For the second time this decade, Rhode Island has been called to court to defend the way it dispenses school aid. But this time around, the challenge has come from a very different set of litigants.
Most of the 12 municipalities and school districts that last month filed a lawsuit challenging the Ocean State’s school finance system are neither among the state’s poorest nor its most urban.
Instead, middle-income, suburban cities and towns are arguing that the state’s attempts to resolve funding inequities across Rhode Island have left them shouldering an unfair tax burden.
Because urban districts have received substantially larger boosts in state aid in recent years, the suit argues, suburban communities have had to pay an increasingly larger share of their school budgets.
As a result, many of the communities that launched the current suit have had to divert larger shares of their municipal budgets to education, said James P. Marusak, the coordinating counsel for the plaintiffs and the town solicitor of Exeter, one of the litigants.
For example, the town of Johnston, another plaintiff in the case, spends 53 percent of its local budget on education, compared with 39 percent in Pawtucket, one of the state’s poorest cities.
“Many of these suburban communities are at the breaking point,” Mr. Marusak said.
“We understand that the urban centers need some special attention, but there are also some issues of fiscal management that should be taken into account. We do without a certain amount of services in our town simply because we spend so much on education.”
Fair or Equal?
The Rhode Island Constitution, the lawsuit points out, stipulates that “the burdens of the state ought to be fairly distributed among its citizens.” But the method the state uses to distribute school aid has “no rational or consistent basis,” and instead reflects “the political and social pressures of the waning days of the legislative session,” the suit contends.
Filed in the Providence superior court, the challenge asks that state lawmakers be ordered to design a new funding mechanism that enables the plaintiffs to share the burden of financing education “on a fair and equal basis with other municipalities and towns.”
But state education officials and other policymakers, who planned to meet late last week to draft an official response to the lawsuit, are sending the message that “fair” does not necessarily mean “equal.” Rhode Island has intentionally raised its aid to urban systems faster than for other districts because they serve greater numbers of poor and otherwise disadvantaged students, said Peter J. McWalters, the state education commissioner.

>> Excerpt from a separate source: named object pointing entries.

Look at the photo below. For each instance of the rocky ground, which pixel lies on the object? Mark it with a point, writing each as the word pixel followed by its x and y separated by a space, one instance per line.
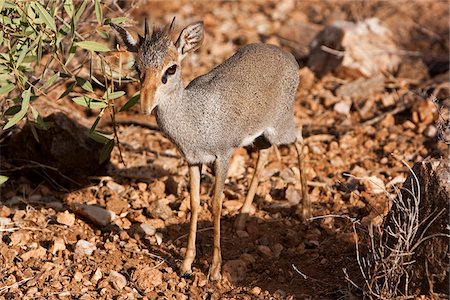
pixel 53 246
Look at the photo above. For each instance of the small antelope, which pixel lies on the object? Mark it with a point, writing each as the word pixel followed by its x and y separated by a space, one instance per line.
pixel 247 99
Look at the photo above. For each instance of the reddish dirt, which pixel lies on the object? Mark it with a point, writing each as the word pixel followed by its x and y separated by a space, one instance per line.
pixel 277 256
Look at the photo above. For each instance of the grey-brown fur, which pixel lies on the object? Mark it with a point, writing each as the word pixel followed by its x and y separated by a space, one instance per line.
pixel 250 93
pixel 248 97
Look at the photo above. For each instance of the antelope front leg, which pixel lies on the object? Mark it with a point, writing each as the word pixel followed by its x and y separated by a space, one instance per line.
pixel 245 210
pixel 306 202
pixel 194 176
pixel 221 172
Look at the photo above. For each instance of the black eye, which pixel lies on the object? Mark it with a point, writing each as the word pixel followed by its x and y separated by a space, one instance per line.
pixel 172 69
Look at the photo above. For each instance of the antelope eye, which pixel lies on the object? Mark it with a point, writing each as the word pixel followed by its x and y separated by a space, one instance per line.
pixel 172 69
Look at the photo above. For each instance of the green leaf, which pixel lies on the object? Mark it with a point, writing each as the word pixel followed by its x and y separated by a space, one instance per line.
pixel 6 88
pixel 98 137
pixel 23 110
pixel 3 179
pixel 92 46
pixel 89 102
pixel 46 17
pixel 51 80
pixel 113 95
pixel 98 12
pixel 80 10
pixel 130 103
pixel 119 20
pixel 68 90
pixel 22 54
pixel 68 7
pixel 12 110
pixel 85 85
pixel 106 151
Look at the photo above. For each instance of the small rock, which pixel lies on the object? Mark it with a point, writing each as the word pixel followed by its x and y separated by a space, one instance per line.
pixel 343 107
pixel 65 218
pixel 148 229
pixel 95 214
pixel 247 258
pixel 158 237
pixel 242 234
pixel 235 270
pixel 256 290
pixel 114 186
pixel 117 206
pixel 58 245
pixel 265 250
pixel 160 209
pixel 5 221
pixel 374 184
pixel 142 186
pixel 232 205
pixel 35 253
pixel 96 276
pixel 78 276
pixel 293 195
pixel 118 280
pixel 147 278
pixel 84 247
pixel 277 248
pixel 430 131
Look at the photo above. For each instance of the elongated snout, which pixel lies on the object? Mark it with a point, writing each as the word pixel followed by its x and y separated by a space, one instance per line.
pixel 148 90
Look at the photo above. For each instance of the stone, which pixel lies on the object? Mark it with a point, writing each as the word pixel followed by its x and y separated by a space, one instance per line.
pixel 38 253
pixel 118 280
pixel 97 215
pixel 234 271
pixel 147 278
pixel 148 229
pixel 64 146
pixel 65 218
pixel 114 186
pixel 84 247
pixel 358 49
pixel 58 245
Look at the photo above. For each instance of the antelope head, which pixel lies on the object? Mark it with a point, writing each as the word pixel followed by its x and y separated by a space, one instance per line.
pixel 158 59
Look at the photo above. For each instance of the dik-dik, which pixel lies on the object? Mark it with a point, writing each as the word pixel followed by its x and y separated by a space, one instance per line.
pixel 248 99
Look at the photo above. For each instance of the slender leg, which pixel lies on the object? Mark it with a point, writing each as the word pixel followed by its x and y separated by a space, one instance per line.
pixel 221 167
pixel 239 224
pixel 194 175
pixel 306 202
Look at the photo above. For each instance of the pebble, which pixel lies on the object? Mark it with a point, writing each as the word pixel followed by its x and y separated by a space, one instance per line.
pixel 58 245
pixel 148 229
pixel 265 250
pixel 118 280
pixel 96 276
pixel 84 247
pixel 65 218
pixel 114 186
pixel 147 278
pixel 98 215
pixel 234 270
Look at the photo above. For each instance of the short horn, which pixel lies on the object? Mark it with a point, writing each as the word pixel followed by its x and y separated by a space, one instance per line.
pixel 146 29
pixel 171 25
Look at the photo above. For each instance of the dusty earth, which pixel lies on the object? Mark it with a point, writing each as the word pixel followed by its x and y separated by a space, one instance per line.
pixel 49 250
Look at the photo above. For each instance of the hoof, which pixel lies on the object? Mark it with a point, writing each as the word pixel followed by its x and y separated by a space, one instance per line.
pixel 215 277
pixel 239 224
pixel 186 275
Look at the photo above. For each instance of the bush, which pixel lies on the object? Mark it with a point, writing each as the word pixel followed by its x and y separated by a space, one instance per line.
pixel 45 44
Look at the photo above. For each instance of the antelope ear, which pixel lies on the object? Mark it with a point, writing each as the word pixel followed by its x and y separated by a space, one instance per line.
pixel 190 39
pixel 131 44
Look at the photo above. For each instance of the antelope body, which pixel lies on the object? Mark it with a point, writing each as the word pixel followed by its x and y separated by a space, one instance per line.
pixel 247 99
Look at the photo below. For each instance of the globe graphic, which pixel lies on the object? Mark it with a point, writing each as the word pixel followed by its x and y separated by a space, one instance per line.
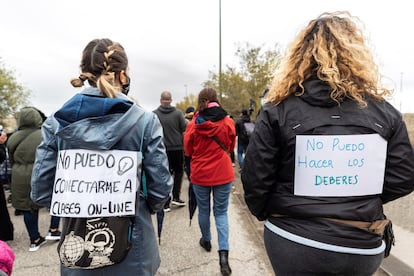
pixel 72 248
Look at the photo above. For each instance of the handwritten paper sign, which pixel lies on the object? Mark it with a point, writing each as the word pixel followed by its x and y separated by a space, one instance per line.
pixel 92 183
pixel 339 165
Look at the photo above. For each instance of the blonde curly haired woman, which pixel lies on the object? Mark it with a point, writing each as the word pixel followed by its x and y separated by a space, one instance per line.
pixel 327 152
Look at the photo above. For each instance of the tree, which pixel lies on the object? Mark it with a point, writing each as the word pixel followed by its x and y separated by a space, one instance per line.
pixel 241 87
pixel 12 94
pixel 257 69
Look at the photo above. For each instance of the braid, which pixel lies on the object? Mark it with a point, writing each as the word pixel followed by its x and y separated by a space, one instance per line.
pixel 102 61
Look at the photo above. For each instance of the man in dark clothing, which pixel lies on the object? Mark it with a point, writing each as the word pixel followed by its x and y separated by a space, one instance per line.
pixel 173 124
pixel 242 136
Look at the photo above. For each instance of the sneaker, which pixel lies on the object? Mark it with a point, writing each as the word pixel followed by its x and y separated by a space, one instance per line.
pixel 53 236
pixel 178 202
pixel 205 244
pixel 36 245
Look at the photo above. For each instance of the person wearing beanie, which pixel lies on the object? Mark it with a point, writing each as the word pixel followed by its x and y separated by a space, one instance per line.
pixel 189 113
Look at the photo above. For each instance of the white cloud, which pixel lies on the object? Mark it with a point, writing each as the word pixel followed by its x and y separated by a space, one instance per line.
pixel 171 44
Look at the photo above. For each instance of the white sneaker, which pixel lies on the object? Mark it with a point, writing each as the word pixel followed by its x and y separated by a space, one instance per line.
pixel 178 202
pixel 53 236
pixel 35 246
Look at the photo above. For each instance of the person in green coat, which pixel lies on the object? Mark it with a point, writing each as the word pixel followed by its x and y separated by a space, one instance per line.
pixel 22 152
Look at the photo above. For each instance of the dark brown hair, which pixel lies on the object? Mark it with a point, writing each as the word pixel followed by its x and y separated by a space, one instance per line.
pixel 102 61
pixel 205 96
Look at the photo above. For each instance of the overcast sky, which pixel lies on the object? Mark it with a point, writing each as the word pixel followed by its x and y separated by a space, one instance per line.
pixel 173 44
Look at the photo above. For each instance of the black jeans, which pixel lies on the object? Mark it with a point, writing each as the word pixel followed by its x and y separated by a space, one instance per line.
pixel 176 166
pixel 294 259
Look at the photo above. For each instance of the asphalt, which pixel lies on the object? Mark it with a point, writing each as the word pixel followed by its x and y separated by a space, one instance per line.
pixel 181 254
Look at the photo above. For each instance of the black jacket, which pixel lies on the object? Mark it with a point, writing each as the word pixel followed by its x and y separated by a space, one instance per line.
pixel 242 137
pixel 269 168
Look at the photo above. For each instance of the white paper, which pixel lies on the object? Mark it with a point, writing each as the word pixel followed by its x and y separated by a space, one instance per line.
pixel 95 183
pixel 339 165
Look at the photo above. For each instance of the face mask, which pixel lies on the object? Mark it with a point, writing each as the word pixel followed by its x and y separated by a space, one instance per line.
pixel 125 87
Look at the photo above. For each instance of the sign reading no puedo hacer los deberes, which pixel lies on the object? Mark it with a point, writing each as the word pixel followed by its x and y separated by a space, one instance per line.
pixel 91 183
pixel 339 165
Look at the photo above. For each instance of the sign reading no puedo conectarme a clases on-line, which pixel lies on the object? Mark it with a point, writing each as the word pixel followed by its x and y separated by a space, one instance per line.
pixel 339 165
pixel 92 183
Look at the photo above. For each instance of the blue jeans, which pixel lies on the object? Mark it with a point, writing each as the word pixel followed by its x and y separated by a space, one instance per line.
pixel 241 149
pixel 221 194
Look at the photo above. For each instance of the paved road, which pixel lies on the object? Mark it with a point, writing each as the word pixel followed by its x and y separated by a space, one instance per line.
pixel 179 249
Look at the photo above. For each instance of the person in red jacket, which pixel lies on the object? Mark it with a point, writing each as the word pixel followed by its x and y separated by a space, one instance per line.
pixel 208 140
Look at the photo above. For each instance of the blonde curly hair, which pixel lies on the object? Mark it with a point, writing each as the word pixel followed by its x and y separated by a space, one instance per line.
pixel 333 48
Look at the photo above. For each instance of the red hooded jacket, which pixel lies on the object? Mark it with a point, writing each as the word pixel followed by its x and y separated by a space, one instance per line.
pixel 210 164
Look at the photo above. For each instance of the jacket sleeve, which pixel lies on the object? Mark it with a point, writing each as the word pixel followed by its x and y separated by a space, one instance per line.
pixel 188 140
pixel 399 171
pixel 44 167
pixel 232 135
pixel 260 166
pixel 155 164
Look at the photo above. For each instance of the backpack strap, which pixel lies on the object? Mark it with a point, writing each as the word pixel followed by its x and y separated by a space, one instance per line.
pixel 221 144
pixel 143 176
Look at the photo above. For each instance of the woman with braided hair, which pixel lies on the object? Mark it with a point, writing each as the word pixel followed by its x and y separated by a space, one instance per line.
pixel 103 118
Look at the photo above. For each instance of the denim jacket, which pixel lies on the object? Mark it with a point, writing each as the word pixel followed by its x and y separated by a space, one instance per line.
pixel 91 121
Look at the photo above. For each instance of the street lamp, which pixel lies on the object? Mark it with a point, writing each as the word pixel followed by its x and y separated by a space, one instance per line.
pixel 220 93
pixel 401 98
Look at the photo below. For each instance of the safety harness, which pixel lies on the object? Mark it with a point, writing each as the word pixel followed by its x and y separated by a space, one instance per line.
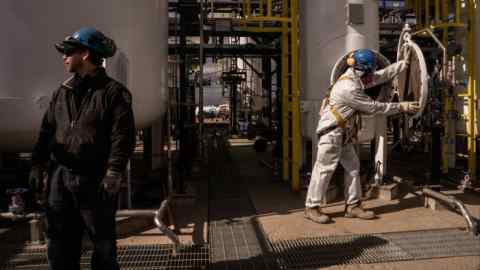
pixel 341 122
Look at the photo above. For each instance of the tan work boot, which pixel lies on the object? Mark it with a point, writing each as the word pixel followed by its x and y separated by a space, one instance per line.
pixel 357 211
pixel 315 214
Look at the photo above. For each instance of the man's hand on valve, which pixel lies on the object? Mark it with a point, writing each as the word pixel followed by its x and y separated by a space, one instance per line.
pixel 409 107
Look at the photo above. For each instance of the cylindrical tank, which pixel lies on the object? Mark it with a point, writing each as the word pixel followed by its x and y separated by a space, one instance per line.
pixel 329 29
pixel 31 69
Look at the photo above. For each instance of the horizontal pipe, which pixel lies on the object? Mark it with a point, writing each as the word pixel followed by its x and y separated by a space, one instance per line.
pixel 472 224
pixel 159 214
pixel 135 213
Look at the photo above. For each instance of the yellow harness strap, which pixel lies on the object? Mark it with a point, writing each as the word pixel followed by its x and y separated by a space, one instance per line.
pixel 338 117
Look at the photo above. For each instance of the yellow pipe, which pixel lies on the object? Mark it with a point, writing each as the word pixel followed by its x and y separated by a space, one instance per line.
pixel 418 13
pixel 285 103
pixel 472 91
pixel 457 11
pixel 295 99
pixel 446 100
pixel 269 8
pixel 248 10
pixel 449 25
pixel 269 19
pixel 427 13
pixel 261 29
pixel 445 10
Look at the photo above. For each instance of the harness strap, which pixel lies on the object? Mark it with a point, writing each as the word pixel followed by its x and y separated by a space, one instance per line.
pixel 338 117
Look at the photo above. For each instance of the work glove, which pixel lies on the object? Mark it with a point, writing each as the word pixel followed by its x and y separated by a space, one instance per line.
pixel 37 181
pixel 409 107
pixel 111 182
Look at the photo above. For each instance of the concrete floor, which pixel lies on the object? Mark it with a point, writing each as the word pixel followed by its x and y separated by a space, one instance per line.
pixel 280 212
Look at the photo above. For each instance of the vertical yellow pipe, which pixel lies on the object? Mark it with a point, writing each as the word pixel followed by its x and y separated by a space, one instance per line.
pixel 457 11
pixel 437 11
pixel 248 9
pixel 472 94
pixel 427 13
pixel 446 99
pixel 285 91
pixel 295 106
pixel 269 8
pixel 418 7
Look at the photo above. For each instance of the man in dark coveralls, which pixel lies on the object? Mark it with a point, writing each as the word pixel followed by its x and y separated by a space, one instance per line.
pixel 86 138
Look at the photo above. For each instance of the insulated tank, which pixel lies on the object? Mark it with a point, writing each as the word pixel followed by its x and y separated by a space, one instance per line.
pixel 329 29
pixel 31 69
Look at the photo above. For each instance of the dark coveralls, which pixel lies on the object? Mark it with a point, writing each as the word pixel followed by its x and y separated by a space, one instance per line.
pixel 87 130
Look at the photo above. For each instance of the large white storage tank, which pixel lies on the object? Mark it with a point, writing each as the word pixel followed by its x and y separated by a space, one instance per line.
pixel 329 29
pixel 31 69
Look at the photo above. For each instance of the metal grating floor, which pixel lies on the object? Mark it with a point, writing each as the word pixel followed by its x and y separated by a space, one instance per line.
pixel 374 248
pixel 129 257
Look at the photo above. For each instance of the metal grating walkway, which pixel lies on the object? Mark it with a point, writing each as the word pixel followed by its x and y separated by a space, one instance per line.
pixel 134 257
pixel 374 248
pixel 236 239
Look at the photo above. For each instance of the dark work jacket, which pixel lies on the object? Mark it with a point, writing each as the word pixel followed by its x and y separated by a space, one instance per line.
pixel 93 136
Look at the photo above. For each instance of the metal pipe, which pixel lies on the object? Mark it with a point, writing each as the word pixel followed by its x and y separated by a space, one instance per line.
pixel 159 214
pixel 427 13
pixel 157 219
pixel 200 85
pixel 458 7
pixel 135 213
pixel 440 44
pixel 472 224
pixel 269 8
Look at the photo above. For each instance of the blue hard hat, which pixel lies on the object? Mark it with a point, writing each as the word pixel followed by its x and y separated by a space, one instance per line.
pixel 365 60
pixel 90 38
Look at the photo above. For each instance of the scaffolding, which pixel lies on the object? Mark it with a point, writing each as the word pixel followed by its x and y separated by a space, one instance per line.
pixel 448 16
pixel 284 12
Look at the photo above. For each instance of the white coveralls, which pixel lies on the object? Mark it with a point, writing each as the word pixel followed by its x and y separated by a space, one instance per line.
pixel 336 143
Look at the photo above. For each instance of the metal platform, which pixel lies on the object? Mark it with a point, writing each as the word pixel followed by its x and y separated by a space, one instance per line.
pixel 374 248
pixel 134 257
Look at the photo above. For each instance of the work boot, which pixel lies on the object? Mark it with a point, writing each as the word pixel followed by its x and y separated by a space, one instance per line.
pixel 315 214
pixel 357 211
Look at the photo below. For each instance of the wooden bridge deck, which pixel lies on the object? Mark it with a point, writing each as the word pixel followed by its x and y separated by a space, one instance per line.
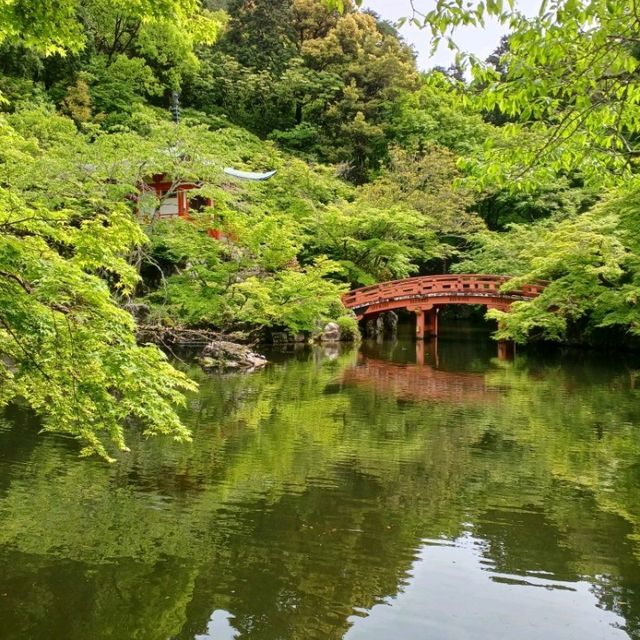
pixel 424 294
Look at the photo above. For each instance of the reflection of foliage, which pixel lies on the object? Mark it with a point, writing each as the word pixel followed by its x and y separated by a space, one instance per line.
pixel 293 468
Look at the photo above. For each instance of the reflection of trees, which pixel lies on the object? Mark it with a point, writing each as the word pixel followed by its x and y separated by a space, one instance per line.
pixel 307 491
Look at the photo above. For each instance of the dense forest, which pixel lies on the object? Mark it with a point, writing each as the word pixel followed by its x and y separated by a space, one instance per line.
pixel 522 164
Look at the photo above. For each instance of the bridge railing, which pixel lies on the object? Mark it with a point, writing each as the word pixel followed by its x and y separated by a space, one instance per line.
pixel 475 285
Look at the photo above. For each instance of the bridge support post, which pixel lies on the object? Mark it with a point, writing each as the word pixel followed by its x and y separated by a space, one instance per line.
pixel 432 322
pixel 506 350
pixel 420 324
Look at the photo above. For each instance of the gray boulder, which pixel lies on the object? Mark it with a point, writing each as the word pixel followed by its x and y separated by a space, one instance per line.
pixel 222 355
pixel 330 333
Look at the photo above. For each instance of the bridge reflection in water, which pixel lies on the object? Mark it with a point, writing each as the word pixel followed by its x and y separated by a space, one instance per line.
pixel 422 381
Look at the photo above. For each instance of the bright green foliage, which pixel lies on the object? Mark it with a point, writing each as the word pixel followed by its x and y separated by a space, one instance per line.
pixel 591 264
pixel 314 80
pixel 297 299
pixel 567 81
pixel 427 182
pixel 67 349
pixel 373 244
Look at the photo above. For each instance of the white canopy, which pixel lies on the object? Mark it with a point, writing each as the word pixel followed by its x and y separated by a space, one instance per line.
pixel 249 175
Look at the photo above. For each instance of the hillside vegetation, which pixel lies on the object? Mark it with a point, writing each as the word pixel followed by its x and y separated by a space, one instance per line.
pixel 525 165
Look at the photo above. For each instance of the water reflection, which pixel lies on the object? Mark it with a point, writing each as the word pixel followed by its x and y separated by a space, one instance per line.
pixel 337 494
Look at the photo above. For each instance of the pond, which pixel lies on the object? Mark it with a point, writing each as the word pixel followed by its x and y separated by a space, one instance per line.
pixel 395 491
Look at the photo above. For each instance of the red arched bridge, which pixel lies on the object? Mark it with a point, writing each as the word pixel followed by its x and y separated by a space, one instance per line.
pixel 425 294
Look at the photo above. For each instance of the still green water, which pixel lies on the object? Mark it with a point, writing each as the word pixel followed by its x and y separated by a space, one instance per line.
pixel 385 493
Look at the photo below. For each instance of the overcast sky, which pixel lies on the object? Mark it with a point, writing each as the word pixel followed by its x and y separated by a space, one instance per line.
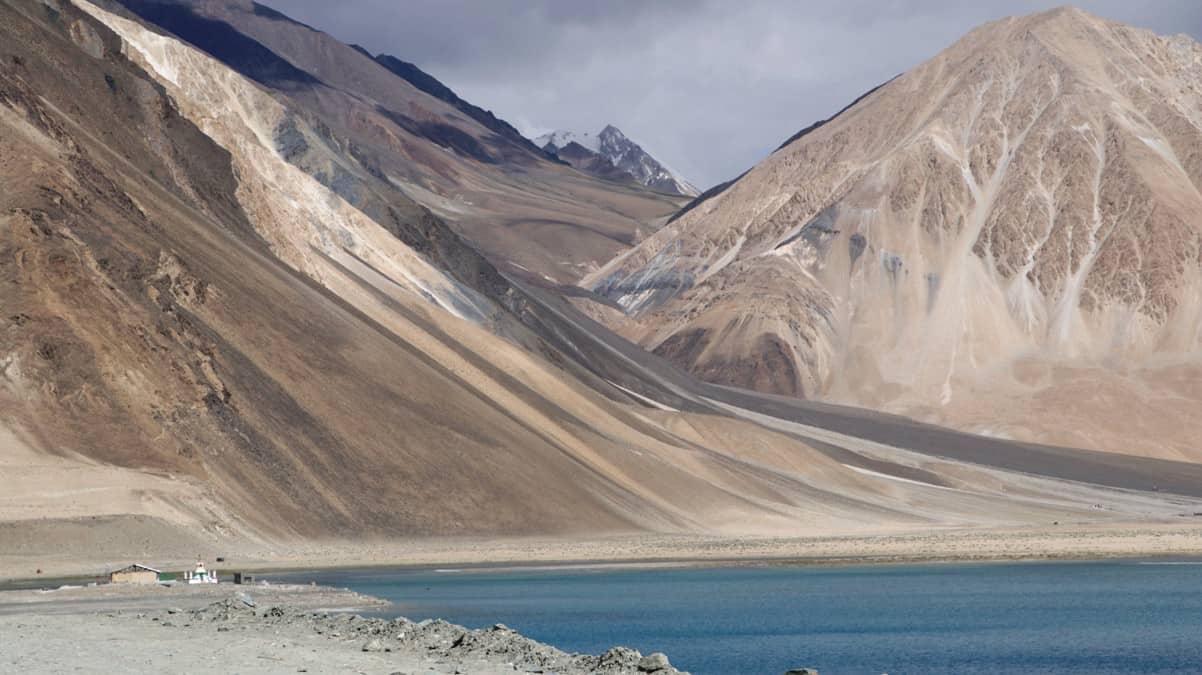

“We are going to have to respond to differentiated needs with differentiated treatments,” he said last week.
Legal Precedents
Much of the current funding formula was instituted following an earlier lawsuit, in which three urban districts argued that they had been denied adequate state aid. Part of the problem, they argued, was that property taxes paid for more than half of what was spent on K-12 education in Rhode Island, allowing more affluent communities to outspend substantially their urban counterparts. (“R.I. School-Finance Formula Is Upheld,” Aug. 2, 1995.)
Although the state supreme court ruled against those districts in 1995, the legislature began making efforts to equalize funding across the state.
“Everyone’s getting more,” Mr. McWalters said. “But obviously, the suburbs are getting less more.”
Still, the state pays only about 47 percent of K-12 costs in Rhode Island, despite promises several years ago that the proportion would reach 60 percent.
Commissioner McWalters said he doubted that the new lawsuit would prevail, especially in light of the 1995 supreme court ruling.
In that case, the justices decided it was up to the legislature—not the courts—to settle school finance issues. But Mr. McWalters does worry, he said, that the challenge could encourage the legislature to revise the funding method in favor of the suburban systems, at the expense of the urban ones.
“My biggest concern is that we will not advance the collective good,” the commissioner said, “and the idea that other people’s children are important to me and to the viability of the state’s overall economy.”